Fredrik turns and moves away from the bottom step without another word; I watch his shadow moving on the floor for a moment.

Having dire issues of my own to tend to, I leave his house quickly, but with a heavy heart, and I fling open the car door and thrust the key into the ignition. I drive non-stop to Mozart’s house.





Fredrik


I go back to cleaning up the mess with Dante the serial killer left for me. He’s been dead about nine hours; the last I heard from him was when his plane landed and he called me from the airport. I’d told him to go straight to my house and wait for me; I told him he’d be safe here. Strange thing is, in that moment, I wasn’t exactly sure what made me say that to him to begin with, that he’d be safe here. Nobody was looking for Dante; he wasn’t in any danger as far as I knew—after what happened at the mansion in Mexico, even if he’d blown his cover, there wasn’t anybody left alive to hunt him down. “You’ll be safe there,” I told him, and I’ll never forget it.

It was odd enough a thing to say that I’d made note if it. But I didn’t understand it until I got here myself and found him dead. That was when everything began to make sense: the feeling of having eyes at my back weeks ago the night Dante left for Mexico—she was here, at my house; she knew where he was going. And then later that same day when I was in the library meeting with Kenneth Ware—she was there, in plain sight. I believe she was the woman who walked past our table; who made me stop to think about her at all. She’s been following me; she probably knows more about me than I know about myself.

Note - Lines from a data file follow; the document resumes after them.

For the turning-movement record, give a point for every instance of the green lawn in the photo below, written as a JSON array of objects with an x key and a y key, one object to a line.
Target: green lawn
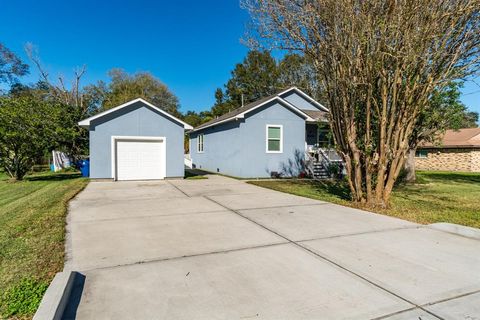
[
  {"x": 32, "y": 234},
  {"x": 436, "y": 197}
]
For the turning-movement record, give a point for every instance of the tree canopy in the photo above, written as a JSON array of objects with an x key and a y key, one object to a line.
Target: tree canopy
[
  {"x": 124, "y": 87},
  {"x": 380, "y": 63},
  {"x": 11, "y": 66}
]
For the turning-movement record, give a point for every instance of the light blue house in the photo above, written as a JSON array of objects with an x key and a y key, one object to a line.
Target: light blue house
[
  {"x": 270, "y": 137},
  {"x": 136, "y": 141}
]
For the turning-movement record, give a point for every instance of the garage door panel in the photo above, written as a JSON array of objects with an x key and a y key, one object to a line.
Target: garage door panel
[{"x": 140, "y": 160}]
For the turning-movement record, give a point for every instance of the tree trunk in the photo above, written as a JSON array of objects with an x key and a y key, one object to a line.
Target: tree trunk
[{"x": 410, "y": 176}]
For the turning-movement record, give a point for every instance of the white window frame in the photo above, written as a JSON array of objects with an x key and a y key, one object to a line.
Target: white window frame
[
  {"x": 281, "y": 137},
  {"x": 202, "y": 144}
]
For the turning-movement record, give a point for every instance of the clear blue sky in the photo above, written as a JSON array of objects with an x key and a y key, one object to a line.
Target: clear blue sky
[{"x": 190, "y": 45}]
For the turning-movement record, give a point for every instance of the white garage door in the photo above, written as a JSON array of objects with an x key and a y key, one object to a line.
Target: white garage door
[{"x": 140, "y": 160}]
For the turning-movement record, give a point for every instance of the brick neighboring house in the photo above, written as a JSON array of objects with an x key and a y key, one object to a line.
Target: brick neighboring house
[{"x": 458, "y": 151}]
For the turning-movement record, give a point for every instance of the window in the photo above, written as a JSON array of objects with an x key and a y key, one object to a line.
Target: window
[
  {"x": 200, "y": 143},
  {"x": 274, "y": 138},
  {"x": 421, "y": 154}
]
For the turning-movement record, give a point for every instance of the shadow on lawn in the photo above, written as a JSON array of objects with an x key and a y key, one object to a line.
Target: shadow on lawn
[
  {"x": 451, "y": 177},
  {"x": 54, "y": 176},
  {"x": 337, "y": 188}
]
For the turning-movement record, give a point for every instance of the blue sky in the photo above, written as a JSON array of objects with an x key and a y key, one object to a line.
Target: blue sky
[{"x": 190, "y": 45}]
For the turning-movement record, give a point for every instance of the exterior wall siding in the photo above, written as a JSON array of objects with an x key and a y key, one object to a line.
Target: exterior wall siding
[
  {"x": 134, "y": 120},
  {"x": 238, "y": 148},
  {"x": 467, "y": 160},
  {"x": 476, "y": 160}
]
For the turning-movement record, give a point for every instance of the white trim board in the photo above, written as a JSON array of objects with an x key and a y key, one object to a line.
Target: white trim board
[
  {"x": 266, "y": 137},
  {"x": 242, "y": 115},
  {"x": 115, "y": 139},
  {"x": 307, "y": 97},
  {"x": 86, "y": 122}
]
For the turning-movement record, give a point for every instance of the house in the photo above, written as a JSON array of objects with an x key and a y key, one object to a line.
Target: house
[
  {"x": 457, "y": 151},
  {"x": 136, "y": 141},
  {"x": 273, "y": 136}
]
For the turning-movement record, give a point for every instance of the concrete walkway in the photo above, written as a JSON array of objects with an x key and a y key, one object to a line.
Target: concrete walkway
[{"x": 224, "y": 249}]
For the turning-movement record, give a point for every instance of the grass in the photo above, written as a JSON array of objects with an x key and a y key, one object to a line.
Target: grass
[
  {"x": 32, "y": 235},
  {"x": 436, "y": 197}
]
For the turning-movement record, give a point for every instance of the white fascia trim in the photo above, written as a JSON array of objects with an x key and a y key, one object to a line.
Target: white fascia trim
[
  {"x": 86, "y": 122},
  {"x": 242, "y": 115},
  {"x": 306, "y": 96},
  {"x": 219, "y": 122},
  {"x": 136, "y": 138}
]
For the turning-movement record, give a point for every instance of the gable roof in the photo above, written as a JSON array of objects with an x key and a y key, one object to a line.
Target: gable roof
[
  {"x": 86, "y": 122},
  {"x": 462, "y": 138},
  {"x": 239, "y": 113},
  {"x": 306, "y": 97}
]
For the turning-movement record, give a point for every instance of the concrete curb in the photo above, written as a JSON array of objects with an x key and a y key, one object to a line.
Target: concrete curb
[
  {"x": 464, "y": 231},
  {"x": 57, "y": 296}
]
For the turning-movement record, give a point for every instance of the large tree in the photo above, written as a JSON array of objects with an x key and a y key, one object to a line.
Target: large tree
[
  {"x": 260, "y": 75},
  {"x": 26, "y": 130},
  {"x": 379, "y": 62},
  {"x": 11, "y": 66},
  {"x": 444, "y": 111}
]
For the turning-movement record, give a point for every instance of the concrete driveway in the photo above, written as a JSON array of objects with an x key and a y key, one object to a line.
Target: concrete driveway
[{"x": 224, "y": 249}]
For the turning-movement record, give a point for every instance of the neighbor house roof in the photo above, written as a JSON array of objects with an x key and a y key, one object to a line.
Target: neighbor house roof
[
  {"x": 86, "y": 122},
  {"x": 240, "y": 112},
  {"x": 462, "y": 138}
]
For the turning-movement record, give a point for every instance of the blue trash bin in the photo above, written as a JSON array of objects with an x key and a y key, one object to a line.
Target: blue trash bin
[{"x": 84, "y": 167}]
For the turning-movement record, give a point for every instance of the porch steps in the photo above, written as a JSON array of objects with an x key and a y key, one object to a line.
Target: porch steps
[{"x": 319, "y": 171}]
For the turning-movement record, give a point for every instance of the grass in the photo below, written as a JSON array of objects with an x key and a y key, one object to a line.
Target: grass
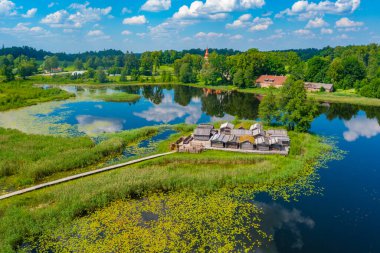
[
  {"x": 118, "y": 97},
  {"x": 29, "y": 159},
  {"x": 28, "y": 216},
  {"x": 22, "y": 93}
]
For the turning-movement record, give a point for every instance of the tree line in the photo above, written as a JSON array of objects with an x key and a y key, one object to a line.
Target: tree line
[{"x": 350, "y": 67}]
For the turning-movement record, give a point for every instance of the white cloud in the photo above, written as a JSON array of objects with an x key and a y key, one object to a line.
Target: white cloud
[
  {"x": 98, "y": 35},
  {"x": 52, "y": 4},
  {"x": 22, "y": 29},
  {"x": 30, "y": 13},
  {"x": 261, "y": 24},
  {"x": 242, "y": 21},
  {"x": 125, "y": 10},
  {"x": 95, "y": 33},
  {"x": 345, "y": 23},
  {"x": 236, "y": 37},
  {"x": 361, "y": 126},
  {"x": 126, "y": 32},
  {"x": 156, "y": 5},
  {"x": 316, "y": 23},
  {"x": 7, "y": 8},
  {"x": 304, "y": 33},
  {"x": 257, "y": 24},
  {"x": 82, "y": 14},
  {"x": 198, "y": 9},
  {"x": 210, "y": 35},
  {"x": 136, "y": 20},
  {"x": 326, "y": 31},
  {"x": 306, "y": 10}
]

It was instinct that knew Dante was in trouble, that she’d intended to use him to send me a message. Unfortunately, the rest of me didn’t figure it out in time to save him.

Beside Dante’s body, reflecting the light from the ceiling is a small mirror. For the first time since I walked down here, I pick it up, and I look at my reflection; tiny speckles of blood dot the glass. I know she wants me to look at myself; I know she made Dante look at himself before she killed him. And I want to know why. Not because I’m angry, and answers to the most typical questions are important, but because it intrigues me—she intrigues me.